*PARA LEER EN DOMINGO
POR IVÁN ALATORRE OROZCO
Desde niño suelo ponerme nervioso cuando escucho el estridente sonido de los truenos y la aparición repentina del primero de los relámpagos que encandilan la profunda oscuridad de la noche. No importa que previamente hubiese cerrado las cortinas de mi habitación, mis miedos emergen al observar la intromisión de los destellos que se filtran a través de los múltiples resquicios de puertas y ventanas.
Siendo todavía un niño, el impulso de brincar sobre mi cama y salir corriendo hacia la habitación de mis padres cuando creía ver la sombra de un monstruo o escuchar un ruido dentro del clóset de mi habitación, se convirtió progresivamente en una estrategia infértil. El rostro rígido de mi padre al abrir la puerta y verme con los ojos inyectados de angustia, nunca fue motivo suficiente para permitirme acceder ni a su cama y mucho menos a su corazón. Mi madre no poseía la entereza ni la credibilidad en consonancia entre sus palabras y sus hechos para que llegaran a arroparme bajo el manto de la tan añorada protección.
El tiempo siguió su marcha, los truenos y los relámpagos continuaron ejerciendo en mí su acción invasiva sin yo poder contar con un plan de acción que me remitiera hacia la tierra prometida de la tranquilidad, tan pocas veces visitada en el pasado. El procurar recibir el cobijo de cualquiera de los habitantes dentro de nuestro mal llamado hogar, lucía como una operación estéril. Fue así que desde muy joven comprendí que el edificar un resguardo con los pedazos caídos del día anterior se había transformado en una actividad robotizada que me concedía el pequeño aliciente motivacional necesario para poder permanecer apenas en pie.
En la actualidad, no me resulta congruente colocar un pie delante del otro para acceder a un destino al cual no deseo arribar. Mis ojos y mis piernas, extenuados por observar los mismos escenarios y recorrer los mismos sinuosos senderos se revelan hoy ante mí, exigiéndome como nunca antes a tomar las decisiones que desde hace tanto tiempo sé que debo ejecutar y que por falta de valor o confianza en mí mismo me orillaron a caer dentro de un abismo que parecía no tener final.

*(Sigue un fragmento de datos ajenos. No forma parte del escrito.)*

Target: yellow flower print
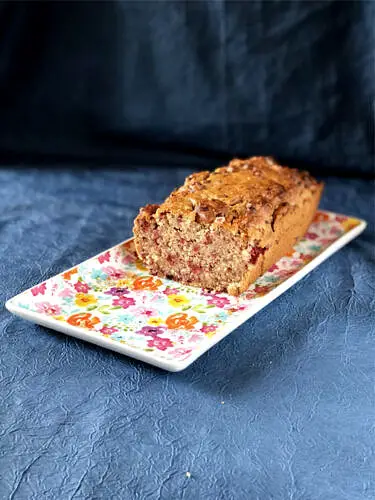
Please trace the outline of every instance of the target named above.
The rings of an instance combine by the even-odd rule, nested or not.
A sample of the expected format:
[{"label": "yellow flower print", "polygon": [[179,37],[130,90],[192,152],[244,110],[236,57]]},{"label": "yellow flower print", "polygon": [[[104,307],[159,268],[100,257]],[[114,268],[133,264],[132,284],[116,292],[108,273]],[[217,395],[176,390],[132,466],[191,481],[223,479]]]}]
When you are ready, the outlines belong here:
[{"label": "yellow flower print", "polygon": [[152,326],[159,326],[163,323],[161,318],[150,318],[147,323]]},{"label": "yellow flower print", "polygon": [[91,304],[96,304],[97,300],[94,295],[89,295],[87,293],[77,293],[75,303],[79,307],[90,306]]},{"label": "yellow flower print", "polygon": [[135,267],[138,269],[138,271],[147,271],[147,267],[145,267],[143,265],[143,262],[139,259],[135,262]]},{"label": "yellow flower print", "polygon": [[168,304],[172,307],[181,307],[189,304],[190,300],[184,295],[168,295]]}]

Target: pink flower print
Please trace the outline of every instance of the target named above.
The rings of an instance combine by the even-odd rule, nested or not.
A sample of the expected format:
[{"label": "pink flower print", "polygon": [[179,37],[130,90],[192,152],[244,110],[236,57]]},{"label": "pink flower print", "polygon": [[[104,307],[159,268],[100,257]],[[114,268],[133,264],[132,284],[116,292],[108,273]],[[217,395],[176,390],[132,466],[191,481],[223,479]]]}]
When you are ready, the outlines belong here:
[{"label": "pink flower print", "polygon": [[46,292],[47,285],[46,283],[42,283],[41,285],[34,286],[34,288],[31,289],[31,293],[36,297],[37,295],[44,295]]},{"label": "pink flower print", "polygon": [[109,252],[106,252],[103,253],[103,255],[99,255],[98,261],[100,262],[100,264],[104,264],[104,262],[109,262],[109,258],[110,258]]},{"label": "pink flower print", "polygon": [[130,306],[135,305],[135,300],[131,297],[118,297],[113,301],[114,306],[121,306],[123,309],[127,309]]},{"label": "pink flower print", "polygon": [[110,288],[109,290],[107,290],[104,293],[105,293],[105,295],[117,295],[117,296],[120,296],[120,295],[125,295],[126,293],[129,293],[129,290],[128,290],[128,288],[112,287],[112,288]]},{"label": "pink flower print", "polygon": [[112,333],[118,332],[118,329],[115,328],[114,326],[103,326],[103,328],[100,329],[103,335],[112,335]]},{"label": "pink flower print", "polygon": [[77,292],[81,293],[87,293],[90,290],[90,287],[86,285],[86,283],[82,283],[81,281],[77,281],[77,283],[74,285],[74,288],[77,290]]},{"label": "pink flower print", "polygon": [[124,271],[120,271],[120,269],[115,269],[112,266],[106,266],[102,268],[103,273],[108,274],[111,278],[120,279],[125,276]]},{"label": "pink flower print", "polygon": [[318,235],[316,233],[306,233],[305,234],[305,237],[309,240],[316,240],[316,238],[318,237]]},{"label": "pink flower print", "polygon": [[61,308],[50,304],[49,302],[39,302],[36,304],[38,312],[48,314],[49,316],[58,316],[61,313]]},{"label": "pink flower print", "polygon": [[156,338],[162,333],[164,333],[164,328],[161,326],[144,326],[137,331],[139,335],[145,335],[146,337]]},{"label": "pink flower print", "polygon": [[130,254],[124,255],[124,257],[121,259],[122,264],[132,264],[135,261],[136,261],[136,258]]},{"label": "pink flower print", "polygon": [[165,351],[168,347],[173,347],[173,343],[170,339],[162,339],[161,337],[154,337],[147,341],[148,347],[156,347],[159,351]]},{"label": "pink flower print", "polygon": [[254,291],[256,293],[259,293],[259,294],[266,294],[270,290],[272,290],[272,286],[260,286],[260,285],[256,285],[256,287],[254,288]]},{"label": "pink flower print", "polygon": [[61,290],[59,293],[59,297],[73,297],[74,292],[70,288],[64,288],[64,290]]},{"label": "pink flower print", "polygon": [[273,271],[277,271],[279,268],[276,264],[274,264],[273,266],[271,266],[269,269],[268,269],[268,272],[269,273],[272,273]]},{"label": "pink flower print", "polygon": [[230,300],[226,297],[219,297],[218,295],[211,295],[208,299],[208,304],[214,305],[216,307],[225,307],[230,304]]},{"label": "pink flower print", "polygon": [[178,288],[166,288],[163,290],[164,295],[178,295],[180,290]]},{"label": "pink flower print", "polygon": [[216,325],[204,325],[201,328],[201,332],[210,333],[210,332],[214,332],[216,329],[217,329]]},{"label": "pink flower print", "polygon": [[156,309],[152,309],[151,307],[138,307],[134,311],[134,314],[151,317],[151,316],[157,316],[158,311]]}]

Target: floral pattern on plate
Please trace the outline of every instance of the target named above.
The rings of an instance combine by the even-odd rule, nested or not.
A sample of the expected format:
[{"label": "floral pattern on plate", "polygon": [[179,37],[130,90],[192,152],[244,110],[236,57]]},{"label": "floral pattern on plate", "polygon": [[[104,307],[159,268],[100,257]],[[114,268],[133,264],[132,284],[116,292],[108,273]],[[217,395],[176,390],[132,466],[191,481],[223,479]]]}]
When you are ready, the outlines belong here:
[{"label": "floral pattern on plate", "polygon": [[293,251],[240,297],[150,276],[129,240],[22,293],[16,304],[159,358],[182,361],[254,299],[268,294],[359,224],[358,219],[318,212]]}]

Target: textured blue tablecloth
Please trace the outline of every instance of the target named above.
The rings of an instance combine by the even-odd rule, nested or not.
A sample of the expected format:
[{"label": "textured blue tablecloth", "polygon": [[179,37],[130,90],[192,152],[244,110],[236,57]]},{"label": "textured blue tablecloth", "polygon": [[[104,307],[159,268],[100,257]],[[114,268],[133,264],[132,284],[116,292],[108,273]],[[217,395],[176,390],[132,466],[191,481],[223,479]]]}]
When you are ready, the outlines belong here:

Confieso que a pesar de recorrer con intensidad los terrenos de la noche, me tranquiliza que en la actualidad tengo la llave y la uso para salir rápido de mis inframundos, a diferencia del pasado en el cual no poseía la llave, o peor aún, contaba con ella y decidía no introducirla en la chapa para emerger a la superficie.
Deseo emerger a esa superficie como el barco que por décadas permaneció en las profundidades del océano. Añoro la calidez de otra piel que ayude a sanar mis heridas gracias a la trascendencia de su contacto. Busco una reconciliación entre mi presente con mi pasado. Pretendo de hoy en adelante abrir cortinas y ventanas, escuchar y observar sin temor cómo las gruesas gotas de lluvia y las poderosas luces de la noche se acercan a mí, fundiéndonos en un gran abrazo.